Objectives.  To assess 1) the characteristics of the CSF differential in aseptic versus bacterial meningitis, 2) the influence of duration of illness on the CSF differential, and 3) the role of the CSF differential in discriminating between aseptic versus bacterial meningitis.

Methods.  A retrospective chart review was conducted of all cases of meningitis in children >30 days of age hospitalized during the peak months for enteroviral meningitis (April to October) between 1992 to 1997. Cases of aseptic meningitis were defined as having at least 20 white blood cells/mm³ and the absence of bacterial growth on culture. Patients were excluded if they received antibiotic therapy within the previous 5 days. Cases of bacterial meningitis were defined as having a positive culture of the CSF or the presence of a CSF pleocytosis with positive cultures of the blood. CSF variables including white blood cell differential and time from the onset of symptoms to the performance of a lumbar puncture were analyzed. PMNs were considered to be predominant when the percentage of neutrophils added to juvenile forms was >50% of cells.

Results.  One hundred fifty-eight cases of meningitis were reviewed: 138 were aseptic and 20 were bacterial. The patients ranged in age from 30 days to 18 years; 61% were male. Fifty-seven percent of cases of aseptic meningitis had a PMN predominance. The percentage of PMNs in the CSF in patients with aseptic meningitis was not statistically different for patients who had a lumbar puncture performed either within or beyond 24 hours of the onset of symptoms. Fifty-one percent of the 53 patients with aseptic meningitis and duration of illness >24 hours had a PMN predominance. The ability of a PMN predominance to differentiate between aseptic and bacterial meningitis was assessed. The sensitivity of a PMN predominance for aseptic meningitis is 57% whereas the specificity is 10%. The positive predictive value of a PMN predominance for aseptic disease is 81% but the negative predictive value is 3%. Alternative definitions of PMN predominance from 60% to 90% were not useful as a clinical indicator of bacterial disease.

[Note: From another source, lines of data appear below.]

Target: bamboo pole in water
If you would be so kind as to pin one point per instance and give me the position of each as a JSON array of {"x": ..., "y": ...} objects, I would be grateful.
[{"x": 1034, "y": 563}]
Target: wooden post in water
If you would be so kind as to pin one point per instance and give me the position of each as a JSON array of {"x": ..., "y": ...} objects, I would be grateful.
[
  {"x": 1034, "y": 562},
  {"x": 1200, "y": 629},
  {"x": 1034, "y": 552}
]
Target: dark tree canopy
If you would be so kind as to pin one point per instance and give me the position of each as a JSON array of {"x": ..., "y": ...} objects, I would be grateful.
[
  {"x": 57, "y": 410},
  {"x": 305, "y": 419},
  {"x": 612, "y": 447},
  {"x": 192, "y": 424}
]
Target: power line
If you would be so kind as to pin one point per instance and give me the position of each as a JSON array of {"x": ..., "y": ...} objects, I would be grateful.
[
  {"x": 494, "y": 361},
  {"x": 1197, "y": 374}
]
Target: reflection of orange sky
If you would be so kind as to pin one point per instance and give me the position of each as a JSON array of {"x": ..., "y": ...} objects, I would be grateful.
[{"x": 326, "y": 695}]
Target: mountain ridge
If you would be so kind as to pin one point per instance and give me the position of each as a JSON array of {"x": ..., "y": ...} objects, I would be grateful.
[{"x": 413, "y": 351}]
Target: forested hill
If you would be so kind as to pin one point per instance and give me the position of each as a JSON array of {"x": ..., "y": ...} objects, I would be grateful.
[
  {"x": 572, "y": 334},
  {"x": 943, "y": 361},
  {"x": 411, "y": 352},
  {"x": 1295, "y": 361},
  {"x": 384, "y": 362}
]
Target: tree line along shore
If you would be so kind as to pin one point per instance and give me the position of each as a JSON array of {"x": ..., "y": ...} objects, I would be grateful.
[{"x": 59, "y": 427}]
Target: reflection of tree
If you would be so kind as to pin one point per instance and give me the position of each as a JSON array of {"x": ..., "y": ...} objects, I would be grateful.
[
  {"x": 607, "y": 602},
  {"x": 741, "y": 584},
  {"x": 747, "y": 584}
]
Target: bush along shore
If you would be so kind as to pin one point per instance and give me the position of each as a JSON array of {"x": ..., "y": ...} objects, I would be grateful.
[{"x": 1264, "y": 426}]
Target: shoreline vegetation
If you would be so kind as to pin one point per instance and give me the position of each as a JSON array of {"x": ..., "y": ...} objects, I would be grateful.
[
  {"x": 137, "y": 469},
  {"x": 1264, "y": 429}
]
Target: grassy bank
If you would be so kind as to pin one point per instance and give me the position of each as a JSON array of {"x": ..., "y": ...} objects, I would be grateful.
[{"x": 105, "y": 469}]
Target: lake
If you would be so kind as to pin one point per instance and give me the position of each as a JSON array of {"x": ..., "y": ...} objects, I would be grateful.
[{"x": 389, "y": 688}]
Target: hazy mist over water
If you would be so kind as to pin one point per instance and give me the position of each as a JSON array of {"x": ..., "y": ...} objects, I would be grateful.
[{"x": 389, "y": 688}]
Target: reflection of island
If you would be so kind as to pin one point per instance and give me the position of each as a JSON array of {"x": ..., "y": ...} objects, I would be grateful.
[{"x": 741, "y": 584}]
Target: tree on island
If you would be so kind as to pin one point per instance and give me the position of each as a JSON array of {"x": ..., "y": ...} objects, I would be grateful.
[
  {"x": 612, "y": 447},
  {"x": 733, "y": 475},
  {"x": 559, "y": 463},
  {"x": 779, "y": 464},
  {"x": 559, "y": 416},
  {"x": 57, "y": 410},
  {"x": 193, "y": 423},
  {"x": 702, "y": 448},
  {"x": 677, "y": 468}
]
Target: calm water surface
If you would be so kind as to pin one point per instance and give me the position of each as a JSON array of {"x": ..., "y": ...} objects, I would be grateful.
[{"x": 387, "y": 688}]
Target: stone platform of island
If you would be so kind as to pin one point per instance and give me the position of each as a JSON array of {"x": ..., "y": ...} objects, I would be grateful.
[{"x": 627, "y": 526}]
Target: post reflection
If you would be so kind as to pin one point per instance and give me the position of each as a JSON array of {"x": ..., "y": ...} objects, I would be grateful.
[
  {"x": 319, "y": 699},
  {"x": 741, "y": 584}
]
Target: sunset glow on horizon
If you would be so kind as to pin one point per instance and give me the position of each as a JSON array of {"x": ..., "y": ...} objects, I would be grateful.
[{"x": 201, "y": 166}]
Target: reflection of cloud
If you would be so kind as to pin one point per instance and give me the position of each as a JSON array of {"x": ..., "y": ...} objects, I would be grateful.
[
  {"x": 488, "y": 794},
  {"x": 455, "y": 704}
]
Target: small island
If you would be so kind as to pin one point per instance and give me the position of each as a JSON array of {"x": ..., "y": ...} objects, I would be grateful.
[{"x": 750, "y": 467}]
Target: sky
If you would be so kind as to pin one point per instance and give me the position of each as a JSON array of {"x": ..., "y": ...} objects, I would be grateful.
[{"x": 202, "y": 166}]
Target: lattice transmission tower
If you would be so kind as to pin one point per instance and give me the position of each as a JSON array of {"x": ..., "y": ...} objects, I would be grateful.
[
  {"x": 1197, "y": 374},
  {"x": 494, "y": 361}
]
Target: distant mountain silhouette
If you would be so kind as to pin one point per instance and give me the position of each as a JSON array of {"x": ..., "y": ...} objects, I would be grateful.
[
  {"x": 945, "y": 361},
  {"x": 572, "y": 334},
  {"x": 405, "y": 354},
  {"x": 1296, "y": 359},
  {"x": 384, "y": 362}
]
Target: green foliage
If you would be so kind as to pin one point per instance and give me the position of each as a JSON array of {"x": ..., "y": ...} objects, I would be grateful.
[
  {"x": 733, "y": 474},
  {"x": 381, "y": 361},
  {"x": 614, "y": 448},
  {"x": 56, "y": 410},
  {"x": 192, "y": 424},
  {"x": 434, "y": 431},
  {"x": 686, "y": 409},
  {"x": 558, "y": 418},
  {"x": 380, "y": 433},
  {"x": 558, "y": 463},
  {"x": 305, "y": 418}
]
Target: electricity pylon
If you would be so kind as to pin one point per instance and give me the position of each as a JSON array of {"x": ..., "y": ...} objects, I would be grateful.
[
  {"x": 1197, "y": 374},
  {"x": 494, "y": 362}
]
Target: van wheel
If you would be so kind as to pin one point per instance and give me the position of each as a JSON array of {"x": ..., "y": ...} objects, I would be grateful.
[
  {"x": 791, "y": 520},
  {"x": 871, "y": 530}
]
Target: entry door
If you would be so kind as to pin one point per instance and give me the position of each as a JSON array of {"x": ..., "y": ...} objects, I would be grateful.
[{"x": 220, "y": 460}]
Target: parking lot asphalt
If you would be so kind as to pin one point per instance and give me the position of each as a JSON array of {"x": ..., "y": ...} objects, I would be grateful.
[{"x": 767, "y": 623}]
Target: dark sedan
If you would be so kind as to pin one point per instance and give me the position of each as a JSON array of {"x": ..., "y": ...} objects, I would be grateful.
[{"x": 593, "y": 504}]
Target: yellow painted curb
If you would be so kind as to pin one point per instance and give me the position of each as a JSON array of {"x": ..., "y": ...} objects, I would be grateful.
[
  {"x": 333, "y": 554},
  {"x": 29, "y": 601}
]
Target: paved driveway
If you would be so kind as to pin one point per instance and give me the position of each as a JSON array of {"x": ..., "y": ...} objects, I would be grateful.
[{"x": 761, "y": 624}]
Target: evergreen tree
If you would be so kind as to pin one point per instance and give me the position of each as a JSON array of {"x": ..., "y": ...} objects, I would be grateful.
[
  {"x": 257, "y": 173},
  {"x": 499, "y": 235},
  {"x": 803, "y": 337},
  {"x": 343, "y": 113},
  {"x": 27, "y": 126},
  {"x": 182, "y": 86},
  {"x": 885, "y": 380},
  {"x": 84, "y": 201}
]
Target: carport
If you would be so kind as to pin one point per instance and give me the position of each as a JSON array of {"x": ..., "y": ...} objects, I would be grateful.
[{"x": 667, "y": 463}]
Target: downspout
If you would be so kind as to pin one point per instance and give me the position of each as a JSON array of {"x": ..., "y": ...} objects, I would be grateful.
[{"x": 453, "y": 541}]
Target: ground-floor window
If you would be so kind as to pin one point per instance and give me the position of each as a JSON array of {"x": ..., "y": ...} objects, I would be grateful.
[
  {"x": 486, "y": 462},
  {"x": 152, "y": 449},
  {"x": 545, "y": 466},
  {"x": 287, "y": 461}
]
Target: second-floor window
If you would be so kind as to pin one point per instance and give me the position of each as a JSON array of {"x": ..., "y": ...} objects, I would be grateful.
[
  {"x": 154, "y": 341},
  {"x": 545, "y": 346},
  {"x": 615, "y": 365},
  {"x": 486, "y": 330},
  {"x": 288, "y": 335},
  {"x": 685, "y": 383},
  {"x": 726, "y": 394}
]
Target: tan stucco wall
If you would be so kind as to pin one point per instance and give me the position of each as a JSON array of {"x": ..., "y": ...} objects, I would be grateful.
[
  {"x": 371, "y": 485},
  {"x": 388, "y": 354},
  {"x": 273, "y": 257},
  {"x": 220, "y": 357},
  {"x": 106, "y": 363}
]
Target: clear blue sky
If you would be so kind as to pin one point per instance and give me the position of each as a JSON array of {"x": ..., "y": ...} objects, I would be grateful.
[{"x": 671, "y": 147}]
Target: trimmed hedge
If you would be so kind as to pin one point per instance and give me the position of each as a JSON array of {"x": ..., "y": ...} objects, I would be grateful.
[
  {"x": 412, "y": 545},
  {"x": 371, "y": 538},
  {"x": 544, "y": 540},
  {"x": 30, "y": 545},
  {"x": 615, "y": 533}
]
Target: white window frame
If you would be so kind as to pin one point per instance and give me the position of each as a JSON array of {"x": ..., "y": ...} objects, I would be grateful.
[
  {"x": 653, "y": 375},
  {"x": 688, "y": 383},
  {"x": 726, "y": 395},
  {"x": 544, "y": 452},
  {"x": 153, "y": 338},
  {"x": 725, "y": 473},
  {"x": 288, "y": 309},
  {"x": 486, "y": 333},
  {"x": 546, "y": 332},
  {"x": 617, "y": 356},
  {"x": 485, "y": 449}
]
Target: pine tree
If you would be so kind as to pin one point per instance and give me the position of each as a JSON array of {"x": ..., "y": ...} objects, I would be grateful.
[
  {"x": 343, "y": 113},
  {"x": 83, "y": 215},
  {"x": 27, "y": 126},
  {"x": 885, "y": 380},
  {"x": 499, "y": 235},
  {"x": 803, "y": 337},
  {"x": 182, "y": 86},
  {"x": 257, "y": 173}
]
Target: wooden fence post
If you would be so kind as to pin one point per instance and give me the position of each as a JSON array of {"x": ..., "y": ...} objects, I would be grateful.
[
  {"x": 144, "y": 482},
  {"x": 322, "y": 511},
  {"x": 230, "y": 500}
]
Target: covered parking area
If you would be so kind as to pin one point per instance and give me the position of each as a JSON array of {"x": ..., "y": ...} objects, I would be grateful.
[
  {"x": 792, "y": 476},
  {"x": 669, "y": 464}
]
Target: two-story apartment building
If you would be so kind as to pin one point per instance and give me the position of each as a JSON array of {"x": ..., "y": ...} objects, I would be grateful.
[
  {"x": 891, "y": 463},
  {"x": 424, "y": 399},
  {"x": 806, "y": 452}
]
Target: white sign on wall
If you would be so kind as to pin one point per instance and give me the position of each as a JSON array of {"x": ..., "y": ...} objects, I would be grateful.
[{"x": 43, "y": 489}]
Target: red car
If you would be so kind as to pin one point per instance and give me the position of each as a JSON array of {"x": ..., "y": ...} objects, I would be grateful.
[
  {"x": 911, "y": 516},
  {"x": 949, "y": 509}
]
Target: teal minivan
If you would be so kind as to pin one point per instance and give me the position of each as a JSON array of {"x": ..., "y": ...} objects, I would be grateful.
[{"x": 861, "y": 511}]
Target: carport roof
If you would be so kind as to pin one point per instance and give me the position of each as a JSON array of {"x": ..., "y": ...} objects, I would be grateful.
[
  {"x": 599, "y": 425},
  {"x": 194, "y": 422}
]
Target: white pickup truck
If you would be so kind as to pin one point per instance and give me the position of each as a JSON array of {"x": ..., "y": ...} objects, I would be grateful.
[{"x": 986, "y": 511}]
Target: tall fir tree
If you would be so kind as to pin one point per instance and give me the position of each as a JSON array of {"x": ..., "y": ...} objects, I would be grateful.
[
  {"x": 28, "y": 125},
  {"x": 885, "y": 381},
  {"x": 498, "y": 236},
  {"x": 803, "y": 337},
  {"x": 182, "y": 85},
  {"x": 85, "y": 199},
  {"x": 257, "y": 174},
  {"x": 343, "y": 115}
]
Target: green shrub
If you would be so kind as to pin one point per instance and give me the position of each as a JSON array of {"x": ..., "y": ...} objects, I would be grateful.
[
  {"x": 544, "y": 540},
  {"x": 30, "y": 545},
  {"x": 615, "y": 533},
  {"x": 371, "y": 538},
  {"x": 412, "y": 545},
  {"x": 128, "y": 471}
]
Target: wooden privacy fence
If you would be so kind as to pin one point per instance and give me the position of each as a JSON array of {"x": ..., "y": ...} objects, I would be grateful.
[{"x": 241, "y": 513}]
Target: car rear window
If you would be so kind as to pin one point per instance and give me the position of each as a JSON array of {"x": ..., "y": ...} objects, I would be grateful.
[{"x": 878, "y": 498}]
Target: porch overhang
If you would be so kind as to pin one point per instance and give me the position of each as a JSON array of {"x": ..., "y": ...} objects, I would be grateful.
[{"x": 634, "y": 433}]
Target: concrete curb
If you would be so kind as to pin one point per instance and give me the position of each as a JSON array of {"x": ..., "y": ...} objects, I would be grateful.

Conclusions.  The majority of children with aseptic meningitis have a PMN predominance in the CSF. The PMN predominance is not limited to the first 24 hours of illness. Because the majority of children with a PMN predominance during enteroviral season will have aseptic disease, a PMN predominance as a sole criterion does not discriminate between aseptic and bacterial meningitis.  Key words:  meningitis, aseptic, cerebrospinal fluid analysis, PMN predominance, children.

The differentiation between bacterial and aseptic meningitis is based on both clinical findings and analysis of the cerebrospinal fluid (CSF). Viral infections are the most common cause of aseptic meningitis. The term aseptic meningitis will be used to describe both proven and presumed cases of viral meningitis. Standard textbooks describe the typical CSF findings in aseptic meningitis as a pleocytosis of between 20 and 1000 white blood cells (WBCs) comprised mainly of lymphocytes.^1-3 Although several studies have documented that polymorphonuclear (PMN) cells can predominate early in the course of aseptic meningitis,^4-6 a high percentage of PMNs raises a concern that the meningitis may be caused by a bacterial agent.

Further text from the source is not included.